Manchmal scheint Gott für uns abwesend.
Seine Gedanken bleiben rätselhaft,
sein Handeln bleibt unverständlich,
seine Wege bleiben geheimnisvoll.
Er ist verborgen.
Simone Weil hat in ihren Werken immer wieder beschrieben, wie die Abwesenheit und Verborgenheit Gottes auf das menschliche Wesen wirkt. Sie behauptet, dass die Verborgenheit Gottes eher ein Zeichen unserer Distanz zu Gott ist als ein Zeichen seiner Nicht-Existenz – und oft nicht den Glauben an ihn verhindert.

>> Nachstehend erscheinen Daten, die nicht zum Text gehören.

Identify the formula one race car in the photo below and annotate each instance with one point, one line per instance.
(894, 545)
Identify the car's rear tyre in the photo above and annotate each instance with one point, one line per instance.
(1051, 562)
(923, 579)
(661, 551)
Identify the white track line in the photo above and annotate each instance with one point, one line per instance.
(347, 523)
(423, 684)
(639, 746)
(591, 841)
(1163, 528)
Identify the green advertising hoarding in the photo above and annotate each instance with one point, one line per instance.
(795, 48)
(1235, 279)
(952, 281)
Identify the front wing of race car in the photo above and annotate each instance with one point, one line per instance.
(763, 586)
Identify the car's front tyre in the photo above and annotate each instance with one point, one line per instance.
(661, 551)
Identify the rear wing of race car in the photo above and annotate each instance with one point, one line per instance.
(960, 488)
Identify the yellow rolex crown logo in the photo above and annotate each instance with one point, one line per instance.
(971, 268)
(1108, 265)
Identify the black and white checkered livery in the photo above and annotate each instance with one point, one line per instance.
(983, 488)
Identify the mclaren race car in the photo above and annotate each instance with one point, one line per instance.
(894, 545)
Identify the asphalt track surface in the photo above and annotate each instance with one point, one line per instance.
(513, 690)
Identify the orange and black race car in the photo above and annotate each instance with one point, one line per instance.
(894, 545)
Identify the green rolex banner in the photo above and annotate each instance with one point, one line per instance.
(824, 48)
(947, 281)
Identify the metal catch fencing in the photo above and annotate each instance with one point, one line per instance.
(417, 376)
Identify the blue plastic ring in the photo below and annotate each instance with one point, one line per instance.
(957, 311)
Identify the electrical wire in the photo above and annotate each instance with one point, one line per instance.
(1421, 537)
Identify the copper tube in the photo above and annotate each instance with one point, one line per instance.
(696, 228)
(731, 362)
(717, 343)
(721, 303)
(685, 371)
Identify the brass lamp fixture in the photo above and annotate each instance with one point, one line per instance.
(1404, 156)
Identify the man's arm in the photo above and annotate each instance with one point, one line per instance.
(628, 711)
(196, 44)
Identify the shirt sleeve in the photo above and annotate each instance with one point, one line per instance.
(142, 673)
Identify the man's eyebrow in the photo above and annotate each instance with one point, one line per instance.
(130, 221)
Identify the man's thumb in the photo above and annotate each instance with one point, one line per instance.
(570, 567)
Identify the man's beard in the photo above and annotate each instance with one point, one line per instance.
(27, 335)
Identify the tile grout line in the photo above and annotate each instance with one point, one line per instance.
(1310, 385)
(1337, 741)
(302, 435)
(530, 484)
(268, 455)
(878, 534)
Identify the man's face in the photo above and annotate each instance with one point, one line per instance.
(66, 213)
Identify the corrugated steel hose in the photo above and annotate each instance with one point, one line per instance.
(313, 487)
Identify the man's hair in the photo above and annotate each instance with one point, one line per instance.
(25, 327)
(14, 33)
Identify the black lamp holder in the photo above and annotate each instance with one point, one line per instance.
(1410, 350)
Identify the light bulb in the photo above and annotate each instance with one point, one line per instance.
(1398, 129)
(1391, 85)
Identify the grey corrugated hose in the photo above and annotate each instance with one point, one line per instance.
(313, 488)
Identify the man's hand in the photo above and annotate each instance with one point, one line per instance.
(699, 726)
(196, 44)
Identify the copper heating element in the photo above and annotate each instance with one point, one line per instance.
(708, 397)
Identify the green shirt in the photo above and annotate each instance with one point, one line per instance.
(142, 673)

Das ist auch meine Erfahrung.
Wir leben im „Glauben und nicht im Schauen“ (2. Korinther 6,7). Die Nicht-Sichtbarkeit Gottes und der Glaube an ihn schließen einander nicht aus. Und obwohl wir das schon oft gehört haben, macht es uns zu schaffen … auch Simone Weil kämpft damit. Sie nennt das eine „schwierige Hoffnung“.

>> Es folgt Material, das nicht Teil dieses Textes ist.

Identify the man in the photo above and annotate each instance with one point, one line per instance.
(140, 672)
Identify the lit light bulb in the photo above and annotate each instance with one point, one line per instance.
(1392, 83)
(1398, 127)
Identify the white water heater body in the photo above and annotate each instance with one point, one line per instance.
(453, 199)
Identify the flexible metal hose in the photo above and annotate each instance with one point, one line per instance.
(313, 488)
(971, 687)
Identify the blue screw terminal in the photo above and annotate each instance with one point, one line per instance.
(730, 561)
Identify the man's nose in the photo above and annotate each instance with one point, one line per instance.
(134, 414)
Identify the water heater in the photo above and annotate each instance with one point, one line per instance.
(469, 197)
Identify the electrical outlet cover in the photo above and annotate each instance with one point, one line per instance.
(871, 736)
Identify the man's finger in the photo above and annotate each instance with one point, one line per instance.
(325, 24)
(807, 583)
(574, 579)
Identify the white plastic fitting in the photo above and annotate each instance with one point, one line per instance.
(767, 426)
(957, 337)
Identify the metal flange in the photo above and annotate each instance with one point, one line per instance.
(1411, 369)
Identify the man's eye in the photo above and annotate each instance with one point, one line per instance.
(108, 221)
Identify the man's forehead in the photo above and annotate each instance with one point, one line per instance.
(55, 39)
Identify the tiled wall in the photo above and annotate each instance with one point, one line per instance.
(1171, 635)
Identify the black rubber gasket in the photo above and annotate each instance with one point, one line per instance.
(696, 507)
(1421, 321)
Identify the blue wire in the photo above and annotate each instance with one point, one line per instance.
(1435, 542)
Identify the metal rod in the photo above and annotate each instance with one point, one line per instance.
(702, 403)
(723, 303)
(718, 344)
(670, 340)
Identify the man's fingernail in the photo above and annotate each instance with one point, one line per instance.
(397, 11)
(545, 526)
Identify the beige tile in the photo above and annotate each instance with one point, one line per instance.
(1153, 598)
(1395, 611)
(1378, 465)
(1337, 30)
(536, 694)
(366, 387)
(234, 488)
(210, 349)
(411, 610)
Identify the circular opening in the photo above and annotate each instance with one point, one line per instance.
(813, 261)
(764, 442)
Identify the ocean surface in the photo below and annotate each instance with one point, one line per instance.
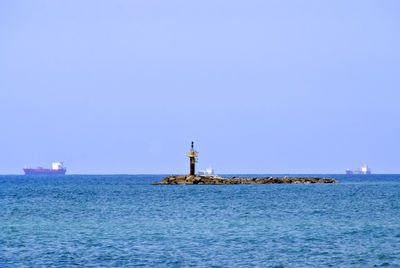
(124, 221)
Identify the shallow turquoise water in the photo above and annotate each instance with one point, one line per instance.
(123, 220)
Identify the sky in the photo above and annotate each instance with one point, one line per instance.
(124, 86)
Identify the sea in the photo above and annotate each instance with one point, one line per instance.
(125, 221)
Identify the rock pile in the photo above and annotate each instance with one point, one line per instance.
(213, 179)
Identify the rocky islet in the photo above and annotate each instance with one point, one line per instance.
(214, 179)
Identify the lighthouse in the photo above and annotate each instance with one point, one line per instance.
(193, 158)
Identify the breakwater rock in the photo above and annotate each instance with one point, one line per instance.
(213, 179)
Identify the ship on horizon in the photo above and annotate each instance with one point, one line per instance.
(57, 168)
(364, 170)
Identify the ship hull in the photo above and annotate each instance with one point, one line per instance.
(42, 171)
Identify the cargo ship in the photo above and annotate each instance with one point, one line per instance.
(57, 168)
(363, 170)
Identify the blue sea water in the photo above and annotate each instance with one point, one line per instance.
(124, 221)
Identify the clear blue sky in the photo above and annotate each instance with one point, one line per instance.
(260, 86)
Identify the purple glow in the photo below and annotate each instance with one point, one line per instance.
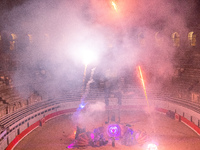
(92, 135)
(114, 130)
(71, 145)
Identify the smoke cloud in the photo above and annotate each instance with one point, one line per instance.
(138, 33)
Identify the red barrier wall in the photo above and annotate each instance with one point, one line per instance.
(191, 125)
(40, 122)
(35, 125)
(21, 135)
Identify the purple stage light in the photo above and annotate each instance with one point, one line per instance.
(114, 130)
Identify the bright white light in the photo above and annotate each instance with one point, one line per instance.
(152, 146)
(88, 57)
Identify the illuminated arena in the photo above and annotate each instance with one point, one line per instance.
(102, 75)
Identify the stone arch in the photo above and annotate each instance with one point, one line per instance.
(192, 38)
(141, 38)
(176, 39)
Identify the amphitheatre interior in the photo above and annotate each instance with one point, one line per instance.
(66, 65)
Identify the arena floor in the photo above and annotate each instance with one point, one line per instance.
(57, 133)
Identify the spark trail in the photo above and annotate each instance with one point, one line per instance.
(142, 80)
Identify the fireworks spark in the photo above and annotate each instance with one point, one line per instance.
(142, 80)
(114, 5)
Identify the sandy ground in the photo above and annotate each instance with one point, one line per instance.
(57, 133)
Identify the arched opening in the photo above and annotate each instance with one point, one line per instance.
(192, 38)
(176, 39)
(13, 41)
(141, 39)
(158, 39)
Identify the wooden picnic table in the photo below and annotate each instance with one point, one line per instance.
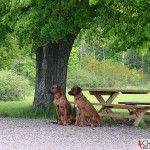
(106, 110)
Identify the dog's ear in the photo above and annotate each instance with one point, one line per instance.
(58, 87)
(79, 90)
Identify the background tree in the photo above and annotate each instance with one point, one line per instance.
(52, 26)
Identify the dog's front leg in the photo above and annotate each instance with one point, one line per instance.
(58, 116)
(82, 117)
(65, 118)
(77, 116)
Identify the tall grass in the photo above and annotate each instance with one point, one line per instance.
(24, 109)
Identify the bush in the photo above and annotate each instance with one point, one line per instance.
(82, 78)
(13, 87)
(104, 74)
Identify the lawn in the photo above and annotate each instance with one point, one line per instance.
(24, 109)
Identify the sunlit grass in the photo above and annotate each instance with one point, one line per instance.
(24, 109)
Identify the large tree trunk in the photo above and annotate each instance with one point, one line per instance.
(51, 68)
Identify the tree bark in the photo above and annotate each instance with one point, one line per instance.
(51, 68)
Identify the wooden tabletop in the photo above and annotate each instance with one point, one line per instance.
(123, 91)
(134, 103)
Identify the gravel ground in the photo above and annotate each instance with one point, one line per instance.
(35, 134)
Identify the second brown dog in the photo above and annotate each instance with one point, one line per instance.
(84, 108)
(62, 105)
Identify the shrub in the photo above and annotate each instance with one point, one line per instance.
(82, 78)
(13, 87)
(104, 74)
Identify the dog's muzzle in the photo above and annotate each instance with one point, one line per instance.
(49, 92)
(70, 93)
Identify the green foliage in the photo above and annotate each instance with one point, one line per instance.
(40, 22)
(73, 63)
(104, 74)
(82, 78)
(13, 87)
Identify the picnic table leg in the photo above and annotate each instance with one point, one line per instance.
(138, 118)
(101, 100)
(109, 101)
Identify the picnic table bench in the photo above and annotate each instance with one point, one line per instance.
(136, 110)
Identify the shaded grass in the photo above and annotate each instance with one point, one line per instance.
(24, 109)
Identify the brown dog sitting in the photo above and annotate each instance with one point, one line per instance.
(84, 108)
(62, 106)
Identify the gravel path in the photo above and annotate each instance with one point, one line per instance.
(35, 134)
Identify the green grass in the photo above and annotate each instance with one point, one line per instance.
(24, 109)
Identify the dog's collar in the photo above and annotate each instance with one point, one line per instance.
(79, 97)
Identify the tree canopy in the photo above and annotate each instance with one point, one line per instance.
(119, 24)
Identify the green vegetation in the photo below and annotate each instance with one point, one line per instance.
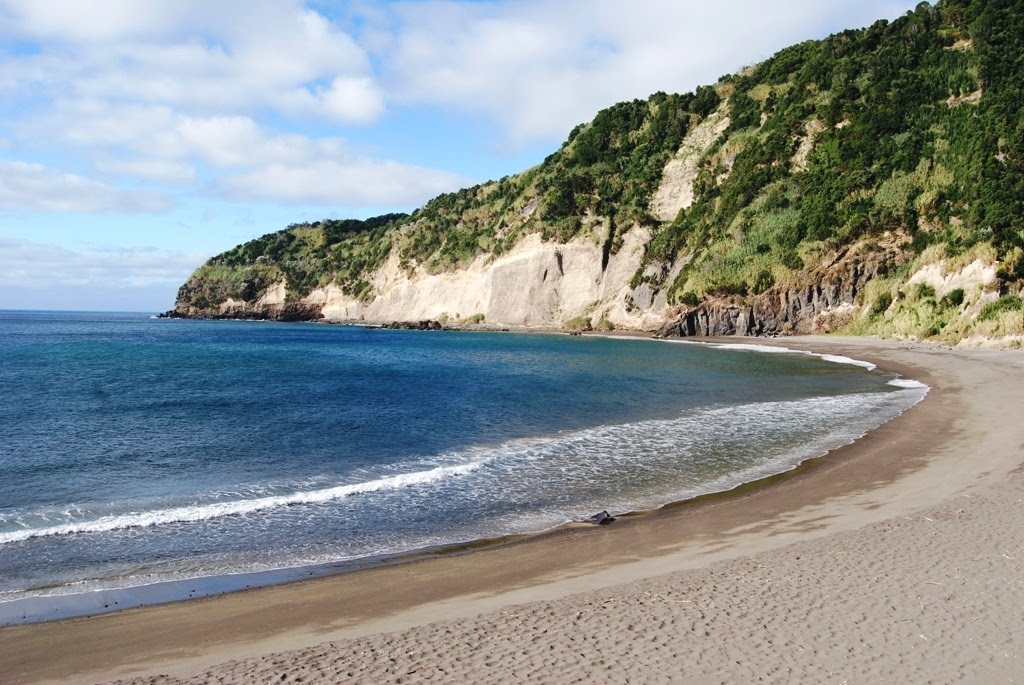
(907, 133)
(992, 310)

Sie denkt aber noch weiter und entdeckt, dass die Verborgenheit Gottes dem Menschen die Möglichkeit gibt, aufmerksamer zu werden … für die Spuren Gottes in der Güte und Weisheit der Schöpfung, in der Liebe zu seinen Geschöpfen und in den Zusammenkünften seiner Gemeinde. Hier sei Gott „wirklich, wenn auch auf verborgene Weise gegenwärtig“ (Essay, Formes de l’amour implicite de Dieu, S. 286).

Und was heißt nun das, was Simone Weil schreibt, für uns:
Gott ist verborgen. Er ist der „Vater, der im Verborgenen ist“ (Matthäus 6,6).
Gott ist verborgen … und deshalb setzen wir unser Augenmerk auf seine sichtbaren Spuren in dieser Welt.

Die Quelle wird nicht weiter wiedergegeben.